The UN High Commissioner for Human Rights, Jordanian Zeid Ra'ad Al Hussein, compared the fate of Palestinians who have attacked Israel repeatedly and refused to acknowledge the existence of a Jewish state with the genocidal extermination of 6 million Jews in the Holocaust. The comparison was made in his remarks at the opening of the 35th session of the UN Human Rights Council in Geneva on June 6, 2017. Although Hussein noted in his speech that some would respond "that the experiences of the two peoples are not equivalent, how could I mention them in one breath? Indeed, I agree," he nevertheless proceeded to do so.
In his words:
"Fifty years ago, this was the day I first heard the sound of war. I was three and a half years old and, while fragmentary, I still remember military men milling around our home in Amman, an armoured car stationed nearby and later, planes that flew overhead. It was a war that shaped my life, and forged my later desire to understand the depths of Palestinian suffering but not only that, Jewish suffering too – the latter spanning over two millennia, and which culminated in that colossal crime, the Holocaust.
I grew up not far from the massive Palestinian refugee camp in al-Baqa'a.

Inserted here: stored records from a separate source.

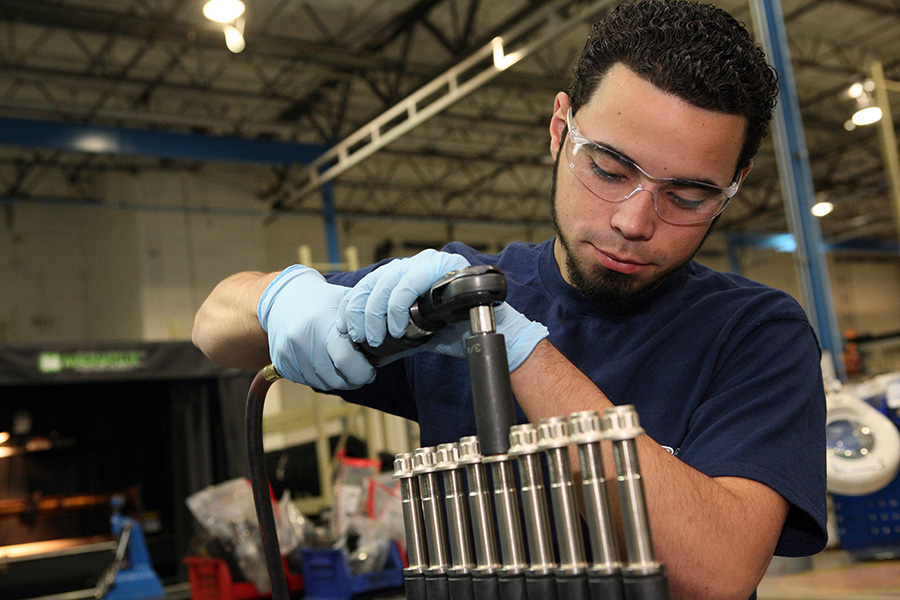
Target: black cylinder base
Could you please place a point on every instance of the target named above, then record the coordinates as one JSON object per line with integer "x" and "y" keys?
{"x": 486, "y": 588}
{"x": 437, "y": 588}
{"x": 461, "y": 587}
{"x": 512, "y": 587}
{"x": 608, "y": 587}
{"x": 647, "y": 587}
{"x": 573, "y": 588}
{"x": 542, "y": 587}
{"x": 415, "y": 587}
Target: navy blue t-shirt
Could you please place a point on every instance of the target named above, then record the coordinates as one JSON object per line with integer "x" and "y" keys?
{"x": 724, "y": 372}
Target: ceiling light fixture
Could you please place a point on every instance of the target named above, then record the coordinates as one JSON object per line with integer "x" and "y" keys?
{"x": 867, "y": 110}
{"x": 820, "y": 209}
{"x": 223, "y": 11}
{"x": 234, "y": 37}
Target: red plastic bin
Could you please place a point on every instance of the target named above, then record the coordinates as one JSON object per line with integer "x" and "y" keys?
{"x": 210, "y": 579}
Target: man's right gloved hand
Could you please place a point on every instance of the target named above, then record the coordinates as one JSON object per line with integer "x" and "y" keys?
{"x": 298, "y": 312}
{"x": 378, "y": 305}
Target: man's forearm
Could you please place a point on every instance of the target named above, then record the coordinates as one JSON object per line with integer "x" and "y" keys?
{"x": 226, "y": 328}
{"x": 715, "y": 535}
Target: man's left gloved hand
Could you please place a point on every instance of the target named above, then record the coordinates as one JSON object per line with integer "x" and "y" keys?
{"x": 378, "y": 305}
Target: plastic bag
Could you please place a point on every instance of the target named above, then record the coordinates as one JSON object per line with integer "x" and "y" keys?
{"x": 227, "y": 511}
{"x": 350, "y": 485}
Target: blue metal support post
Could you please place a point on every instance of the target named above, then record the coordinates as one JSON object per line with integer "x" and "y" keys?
{"x": 330, "y": 216}
{"x": 796, "y": 183}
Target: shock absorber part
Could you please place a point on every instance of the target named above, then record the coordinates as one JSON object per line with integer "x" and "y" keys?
{"x": 539, "y": 579}
{"x": 414, "y": 526}
{"x": 513, "y": 563}
{"x": 460, "y": 532}
{"x": 487, "y": 562}
{"x": 424, "y": 461}
{"x": 553, "y": 439}
{"x": 643, "y": 575}
{"x": 605, "y": 570}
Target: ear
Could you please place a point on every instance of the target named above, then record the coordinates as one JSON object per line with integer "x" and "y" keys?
{"x": 558, "y": 123}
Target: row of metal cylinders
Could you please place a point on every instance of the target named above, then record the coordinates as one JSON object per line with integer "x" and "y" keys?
{"x": 464, "y": 523}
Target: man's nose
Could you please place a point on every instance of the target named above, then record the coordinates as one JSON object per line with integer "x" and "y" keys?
{"x": 635, "y": 217}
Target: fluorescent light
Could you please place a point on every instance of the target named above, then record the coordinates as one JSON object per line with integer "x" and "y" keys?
{"x": 867, "y": 115}
{"x": 503, "y": 61}
{"x": 234, "y": 40}
{"x": 223, "y": 11}
{"x": 820, "y": 209}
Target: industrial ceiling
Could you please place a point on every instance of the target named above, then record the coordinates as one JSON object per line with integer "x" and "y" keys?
{"x": 314, "y": 72}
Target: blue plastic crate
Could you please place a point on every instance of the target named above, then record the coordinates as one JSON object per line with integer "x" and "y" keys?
{"x": 871, "y": 521}
{"x": 327, "y": 576}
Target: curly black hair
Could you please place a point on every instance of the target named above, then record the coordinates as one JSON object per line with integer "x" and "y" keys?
{"x": 693, "y": 50}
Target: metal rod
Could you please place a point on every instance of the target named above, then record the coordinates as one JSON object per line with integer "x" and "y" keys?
{"x": 643, "y": 576}
{"x": 539, "y": 579}
{"x": 460, "y": 531}
{"x": 605, "y": 569}
{"x": 553, "y": 439}
{"x": 424, "y": 461}
{"x": 414, "y": 526}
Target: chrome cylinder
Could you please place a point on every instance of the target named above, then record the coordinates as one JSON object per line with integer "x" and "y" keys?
{"x": 424, "y": 460}
{"x": 585, "y": 432}
{"x": 459, "y": 529}
{"x": 414, "y": 527}
{"x": 622, "y": 426}
{"x": 483, "y": 528}
{"x": 553, "y": 440}
{"x": 481, "y": 319}
{"x": 509, "y": 525}
{"x": 538, "y": 536}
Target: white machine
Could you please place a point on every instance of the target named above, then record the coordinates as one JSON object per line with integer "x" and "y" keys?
{"x": 863, "y": 445}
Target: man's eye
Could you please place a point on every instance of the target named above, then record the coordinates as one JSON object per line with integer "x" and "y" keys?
{"x": 688, "y": 198}
{"x": 604, "y": 174}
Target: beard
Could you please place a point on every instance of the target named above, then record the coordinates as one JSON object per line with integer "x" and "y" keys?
{"x": 601, "y": 284}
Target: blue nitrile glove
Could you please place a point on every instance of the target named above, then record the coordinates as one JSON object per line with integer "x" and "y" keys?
{"x": 379, "y": 304}
{"x": 298, "y": 311}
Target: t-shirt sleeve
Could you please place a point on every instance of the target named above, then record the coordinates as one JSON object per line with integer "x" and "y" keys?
{"x": 761, "y": 374}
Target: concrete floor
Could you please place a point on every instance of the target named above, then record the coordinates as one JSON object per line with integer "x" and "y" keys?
{"x": 831, "y": 575}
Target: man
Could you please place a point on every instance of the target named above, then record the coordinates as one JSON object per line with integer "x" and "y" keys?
{"x": 669, "y": 104}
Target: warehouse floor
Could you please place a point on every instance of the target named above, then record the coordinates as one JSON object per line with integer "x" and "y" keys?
{"x": 831, "y": 575}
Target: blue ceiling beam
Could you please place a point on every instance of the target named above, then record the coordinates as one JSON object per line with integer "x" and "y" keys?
{"x": 121, "y": 141}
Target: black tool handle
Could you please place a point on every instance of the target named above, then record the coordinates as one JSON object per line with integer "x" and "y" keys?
{"x": 646, "y": 587}
{"x": 415, "y": 587}
{"x": 491, "y": 391}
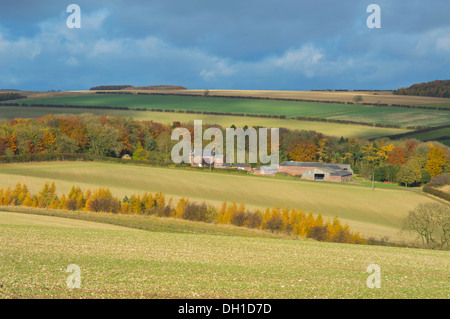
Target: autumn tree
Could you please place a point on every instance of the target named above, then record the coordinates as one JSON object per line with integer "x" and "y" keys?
{"x": 397, "y": 156}
{"x": 304, "y": 151}
{"x": 409, "y": 174}
{"x": 436, "y": 161}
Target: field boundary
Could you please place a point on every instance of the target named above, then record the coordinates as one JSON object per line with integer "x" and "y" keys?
{"x": 282, "y": 117}
{"x": 441, "y": 108}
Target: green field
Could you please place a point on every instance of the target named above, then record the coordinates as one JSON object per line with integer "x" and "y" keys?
{"x": 371, "y": 114}
{"x": 376, "y": 212}
{"x": 330, "y": 129}
{"x": 129, "y": 263}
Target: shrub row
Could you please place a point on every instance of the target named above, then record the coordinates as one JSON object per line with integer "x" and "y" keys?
{"x": 433, "y": 191}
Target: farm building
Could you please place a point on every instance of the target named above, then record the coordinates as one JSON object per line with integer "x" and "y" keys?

I worked across the street from the al-Wihdat refugee camp. In the past thirty years, I have been to Auschwitz-Birkenau, visited Dachau, seen Buchenwald. I have studied in depth the trials at Nuremburg and elsewhere, the long and painful history of anti-Semitism in Europe, Russia and later, Arab countries – which remains still present in far too many places around the world.
Some will respond, mechanically almost, that the experiences of the two peoples are not equivalent, how could I mention them in one breath? Indeed, I agree – the Holocaust was so monstrous and so mathematically planned and executed it has no parallel, no modern equal.
Yet it is also undeniable that today, the Palestinian people mark a half-century of deep suffering under an occupation imposed by military force."